# PIMP MY DA - Impreza WRBlue style'ee



## [email protected] (Mar 5, 2007)

As some of you may know, recovering from an operation and need to fill my time some how, so stared to clean up some of my detailing kit, and thought about a "PIMP My DA" Style thread to cheer me up with a write up if any of you need something to do just like me.

Hardness Scale 1 being the easiest and 10 being the hardest 10, I award this a 2.

Sadly no photo graphs of taking apart but just reverse the putting together and you will be fine.

Screw the collar to the DAS 6, 3 screws tighten



















Put the cast offset thingy on and screw tight while pressing the lock button on the back of DAS to lock the motor.




























Push the Barings with the nut attached, back into its hole and slip in the rubber grommet.



















Next put on the counter weight and tighten the two screws holding it in place



















now push on the rubber head cap of the DA and attach your handle if needed




























Now you're done stand back and admire your work.

For the collar spraying I just wet sanded the old yellow one and primered it twice with standard grey primer, and then gave it 3 light coatings of Subaru Impreza World Rally Blue Spray paint, (Rattle can), if I have some I would have ran over some clear lacquer.
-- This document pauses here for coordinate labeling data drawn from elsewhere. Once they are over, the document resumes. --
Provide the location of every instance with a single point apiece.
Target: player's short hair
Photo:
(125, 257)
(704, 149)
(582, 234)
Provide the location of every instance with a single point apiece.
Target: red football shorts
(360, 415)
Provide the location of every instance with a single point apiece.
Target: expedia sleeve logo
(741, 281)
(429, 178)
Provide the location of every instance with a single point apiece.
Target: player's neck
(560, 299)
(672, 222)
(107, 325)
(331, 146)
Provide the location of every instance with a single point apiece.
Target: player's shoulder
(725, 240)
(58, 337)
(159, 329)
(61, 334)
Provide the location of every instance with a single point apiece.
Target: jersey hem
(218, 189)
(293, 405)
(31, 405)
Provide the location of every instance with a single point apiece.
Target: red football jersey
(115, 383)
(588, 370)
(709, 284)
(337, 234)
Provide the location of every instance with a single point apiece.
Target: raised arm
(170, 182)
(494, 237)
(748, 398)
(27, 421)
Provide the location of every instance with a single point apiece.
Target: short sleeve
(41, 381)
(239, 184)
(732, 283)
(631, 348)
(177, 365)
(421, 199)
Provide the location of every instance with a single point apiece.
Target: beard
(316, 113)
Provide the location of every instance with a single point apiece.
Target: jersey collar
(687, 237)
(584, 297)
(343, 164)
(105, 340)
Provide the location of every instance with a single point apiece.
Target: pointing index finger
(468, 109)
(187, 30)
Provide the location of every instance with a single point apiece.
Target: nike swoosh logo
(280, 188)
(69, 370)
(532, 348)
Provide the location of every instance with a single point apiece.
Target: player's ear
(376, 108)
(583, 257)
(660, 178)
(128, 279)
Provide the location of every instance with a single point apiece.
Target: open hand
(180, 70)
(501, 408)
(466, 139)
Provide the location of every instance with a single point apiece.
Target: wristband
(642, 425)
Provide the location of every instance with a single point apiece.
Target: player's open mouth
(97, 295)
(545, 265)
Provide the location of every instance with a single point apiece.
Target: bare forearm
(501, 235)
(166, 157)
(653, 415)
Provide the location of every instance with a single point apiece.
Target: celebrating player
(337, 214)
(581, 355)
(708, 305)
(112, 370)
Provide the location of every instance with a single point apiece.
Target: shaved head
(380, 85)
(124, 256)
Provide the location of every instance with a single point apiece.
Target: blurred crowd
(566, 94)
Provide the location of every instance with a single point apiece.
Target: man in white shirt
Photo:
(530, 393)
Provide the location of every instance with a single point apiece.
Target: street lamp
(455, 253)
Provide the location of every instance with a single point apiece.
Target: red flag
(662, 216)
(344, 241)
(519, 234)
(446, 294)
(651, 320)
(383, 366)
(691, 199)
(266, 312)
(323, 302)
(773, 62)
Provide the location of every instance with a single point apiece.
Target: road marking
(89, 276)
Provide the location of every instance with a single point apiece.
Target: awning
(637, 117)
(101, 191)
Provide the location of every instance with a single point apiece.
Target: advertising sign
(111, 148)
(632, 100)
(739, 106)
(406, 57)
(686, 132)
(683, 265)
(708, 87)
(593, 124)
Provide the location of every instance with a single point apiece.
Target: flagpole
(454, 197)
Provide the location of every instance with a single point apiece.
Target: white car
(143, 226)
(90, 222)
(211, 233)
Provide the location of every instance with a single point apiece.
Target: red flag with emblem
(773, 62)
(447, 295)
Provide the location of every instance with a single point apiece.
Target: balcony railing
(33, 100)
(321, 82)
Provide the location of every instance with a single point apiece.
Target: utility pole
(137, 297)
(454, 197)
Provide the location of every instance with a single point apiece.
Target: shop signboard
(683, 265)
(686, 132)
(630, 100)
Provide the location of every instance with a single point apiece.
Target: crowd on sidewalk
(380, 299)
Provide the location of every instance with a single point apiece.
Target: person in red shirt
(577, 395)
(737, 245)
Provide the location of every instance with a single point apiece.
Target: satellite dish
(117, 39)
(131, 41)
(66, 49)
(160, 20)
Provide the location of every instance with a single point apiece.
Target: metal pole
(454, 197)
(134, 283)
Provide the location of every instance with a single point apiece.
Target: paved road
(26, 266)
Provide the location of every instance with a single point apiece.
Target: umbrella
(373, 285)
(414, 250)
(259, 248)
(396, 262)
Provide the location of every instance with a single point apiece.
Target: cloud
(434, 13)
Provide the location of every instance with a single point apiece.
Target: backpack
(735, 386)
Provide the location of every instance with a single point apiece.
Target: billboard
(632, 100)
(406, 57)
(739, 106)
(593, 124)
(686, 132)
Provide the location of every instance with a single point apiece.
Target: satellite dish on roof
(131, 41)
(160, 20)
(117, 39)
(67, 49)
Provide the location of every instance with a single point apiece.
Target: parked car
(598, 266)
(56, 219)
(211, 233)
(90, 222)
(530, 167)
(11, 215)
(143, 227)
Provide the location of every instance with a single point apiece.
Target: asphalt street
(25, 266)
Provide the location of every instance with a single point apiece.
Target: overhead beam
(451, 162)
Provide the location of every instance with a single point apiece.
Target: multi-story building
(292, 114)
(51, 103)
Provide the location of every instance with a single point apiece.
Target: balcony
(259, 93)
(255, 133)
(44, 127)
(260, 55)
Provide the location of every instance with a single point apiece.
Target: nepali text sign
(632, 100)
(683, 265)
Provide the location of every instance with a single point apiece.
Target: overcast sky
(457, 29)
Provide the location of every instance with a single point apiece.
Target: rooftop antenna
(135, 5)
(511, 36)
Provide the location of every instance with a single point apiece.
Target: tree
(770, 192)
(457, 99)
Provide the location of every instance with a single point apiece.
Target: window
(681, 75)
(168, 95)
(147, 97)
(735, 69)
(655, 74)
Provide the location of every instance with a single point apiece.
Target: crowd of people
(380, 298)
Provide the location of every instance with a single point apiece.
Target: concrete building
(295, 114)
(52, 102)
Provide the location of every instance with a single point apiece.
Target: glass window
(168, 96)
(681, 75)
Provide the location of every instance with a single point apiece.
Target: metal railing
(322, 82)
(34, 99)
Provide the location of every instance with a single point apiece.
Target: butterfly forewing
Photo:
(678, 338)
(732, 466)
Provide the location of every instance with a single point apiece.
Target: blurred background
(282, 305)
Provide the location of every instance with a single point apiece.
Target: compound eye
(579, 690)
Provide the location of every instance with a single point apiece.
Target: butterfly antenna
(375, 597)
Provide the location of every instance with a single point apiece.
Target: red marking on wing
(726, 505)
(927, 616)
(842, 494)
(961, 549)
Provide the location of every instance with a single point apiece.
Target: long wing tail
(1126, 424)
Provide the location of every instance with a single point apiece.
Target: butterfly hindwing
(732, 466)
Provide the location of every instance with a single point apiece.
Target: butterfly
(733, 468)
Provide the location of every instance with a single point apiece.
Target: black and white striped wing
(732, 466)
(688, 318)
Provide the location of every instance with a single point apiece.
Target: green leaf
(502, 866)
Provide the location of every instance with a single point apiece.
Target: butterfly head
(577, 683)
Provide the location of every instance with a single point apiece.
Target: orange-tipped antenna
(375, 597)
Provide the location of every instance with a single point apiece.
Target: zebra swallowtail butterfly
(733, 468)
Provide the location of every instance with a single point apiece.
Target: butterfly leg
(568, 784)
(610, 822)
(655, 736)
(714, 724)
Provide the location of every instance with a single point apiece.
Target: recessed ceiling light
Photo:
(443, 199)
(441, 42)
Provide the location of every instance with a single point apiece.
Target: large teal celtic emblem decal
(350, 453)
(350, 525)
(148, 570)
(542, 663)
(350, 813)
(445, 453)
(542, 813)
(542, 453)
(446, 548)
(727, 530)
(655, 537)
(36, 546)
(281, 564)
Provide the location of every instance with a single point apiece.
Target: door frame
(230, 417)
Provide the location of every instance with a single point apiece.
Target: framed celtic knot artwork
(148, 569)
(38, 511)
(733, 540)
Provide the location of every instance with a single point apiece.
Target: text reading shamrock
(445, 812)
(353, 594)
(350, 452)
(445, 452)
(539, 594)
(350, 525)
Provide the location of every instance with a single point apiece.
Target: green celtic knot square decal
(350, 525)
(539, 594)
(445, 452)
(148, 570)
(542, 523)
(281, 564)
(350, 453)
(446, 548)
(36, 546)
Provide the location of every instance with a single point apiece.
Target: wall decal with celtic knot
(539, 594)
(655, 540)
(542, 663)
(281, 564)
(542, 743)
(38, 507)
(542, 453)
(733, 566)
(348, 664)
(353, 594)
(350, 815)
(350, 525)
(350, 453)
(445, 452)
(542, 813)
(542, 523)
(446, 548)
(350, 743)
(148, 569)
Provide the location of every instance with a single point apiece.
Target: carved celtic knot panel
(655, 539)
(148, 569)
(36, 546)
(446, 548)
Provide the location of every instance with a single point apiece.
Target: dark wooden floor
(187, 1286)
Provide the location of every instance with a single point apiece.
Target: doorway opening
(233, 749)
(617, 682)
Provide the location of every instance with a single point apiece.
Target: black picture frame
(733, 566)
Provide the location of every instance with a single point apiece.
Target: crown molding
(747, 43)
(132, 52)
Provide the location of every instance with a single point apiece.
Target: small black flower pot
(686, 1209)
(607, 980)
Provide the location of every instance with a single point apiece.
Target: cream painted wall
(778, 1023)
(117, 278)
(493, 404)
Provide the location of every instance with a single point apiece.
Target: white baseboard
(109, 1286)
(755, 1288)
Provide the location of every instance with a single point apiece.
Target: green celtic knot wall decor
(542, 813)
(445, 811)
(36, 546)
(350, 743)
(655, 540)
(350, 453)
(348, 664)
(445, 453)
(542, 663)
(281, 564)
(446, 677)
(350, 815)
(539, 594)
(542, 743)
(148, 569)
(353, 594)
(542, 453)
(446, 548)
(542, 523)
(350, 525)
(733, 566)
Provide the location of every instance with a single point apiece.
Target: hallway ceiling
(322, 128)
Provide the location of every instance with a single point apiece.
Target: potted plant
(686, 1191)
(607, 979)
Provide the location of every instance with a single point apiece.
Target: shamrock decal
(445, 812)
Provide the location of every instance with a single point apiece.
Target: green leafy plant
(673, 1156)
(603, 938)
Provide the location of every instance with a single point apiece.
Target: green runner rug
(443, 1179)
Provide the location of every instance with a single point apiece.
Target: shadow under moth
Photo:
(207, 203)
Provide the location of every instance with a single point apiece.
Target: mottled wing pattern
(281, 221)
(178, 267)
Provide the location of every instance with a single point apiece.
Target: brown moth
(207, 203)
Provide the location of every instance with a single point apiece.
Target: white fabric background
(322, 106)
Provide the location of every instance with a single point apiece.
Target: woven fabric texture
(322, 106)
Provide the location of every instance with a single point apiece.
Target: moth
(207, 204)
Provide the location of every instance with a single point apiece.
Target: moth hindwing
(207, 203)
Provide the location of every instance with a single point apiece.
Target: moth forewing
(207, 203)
Then just waited for it to dry and reassembled.





































ALL DONE,,,,,....:thumb:

please note nor i or autobrite direct will take any responsibility for loss of equipment or life or limb, if you should so choose to do any of the above.























































Team AB

+any one else think the DA stripped back looks like a mini rotary? :thumb:


----------



## [email protected] (Dec 21, 2005)

Looking good mate, liking the blue! If your really that bored i can find some lovely work to do:lol:


----------



## [email protected] (Mar 5, 2007)

autobrite-direct said:


> Looking good mate, liking the blue! If your really that bored i can find some lovely work to do:lol:


thanks but im off ill, i do have Mrs Autobrite detailer to thank if im honest for some of the work.....:thumb:


----------



## [email protected] (Dec 21, 2005)

Autobrite Detailer said:


> thanks but im off ill, i do have Mrs Autobrite detailer to thank if im honest for some of the work.....:thumb:


lol, keeping you on ya toes buddy - take it easy:thumb:

Oh i have that lovely box for you here by the way


----------



## [email protected] (Mar 5, 2007)

autobrite-direct said:


> lol, keeping you on ya toes buddy - take it easy:thumb:
> *
> Oh i have that lovely box for you here by the way*










i can only hope...


----------



## [email protected] (Dec 21, 2005)

Autobrite Detailer said:


> i can only hope...


Oh yes - pure gold


----------



## The_Bouncer (Nov 24, 2010)

lol, what you like... :thumb:

Reckon you should 'sticker bomb' the rest of it.

Propa pimp style

:wave:

*EDIT* > I'll have one of those little golden boxes too please. ta


----------



## Ste T (Jul 17, 2008)

Love it.


----------



## Typhoon 180 (Oct 26, 2006)

I like it Ste, might do mine in the week


----------



## Ste T (Jul 17, 2008)

steves cleenz said:


> I like it Ste, might do mine in the week


but the week after you will change the colour, never known anyone colour change so much.. hehe


----------



## prokopas (Apr 29, 2010)

Nicely done


----------



## TubbyTwo (Apr 14, 2011)

Come on then, whos going to be the first to vinyl wrap their DA 

3M Di Noc anyone?


----------



## CraigQQ (Jan 20, 2011)

TubbyTwo said:


> Come on then, whos going to be the first to vinyl wrap their DA
> 
> 3M Di Noc anyone?


NICE idea lol..

im thinking of spraying my guard man utd red (well ford radiant red)
also have ford black, audi cornflour blue, acrylic black and chevvy bel air blue.

not sure on colour yet..

got some gloss black vinyl aswell.. but dont think it would stand up well to the use of the DA...


----------



## [email protected] (Mar 5, 2007)

CraigQQ said:


> NICE idea lol..
> 
> im thinking of spraying my guard man utd red (well ford radiant red)
> also have ford black, audi cornflour blue, acrylic black and chevvy bel air blue.
> ...


just go for it, i have added a few more bits blue was well, i will up load them now.


----------



## [email protected] (Mar 5, 2007)

i do not recommend the button, as its a pain in the @55 to get back on and working.


----------



## CraigQQ (Jan 20, 2011)

:lol: you have too much time on your hands..


----------



## [email protected] (Mar 5, 2007)

CraigQQ said:


> :lol: you have too much time on your hands..


im recovering.... :thumb:


----------



## m411mtf (Feb 10, 2008)

I like that. Might well try it on my old Silverline unit!


----------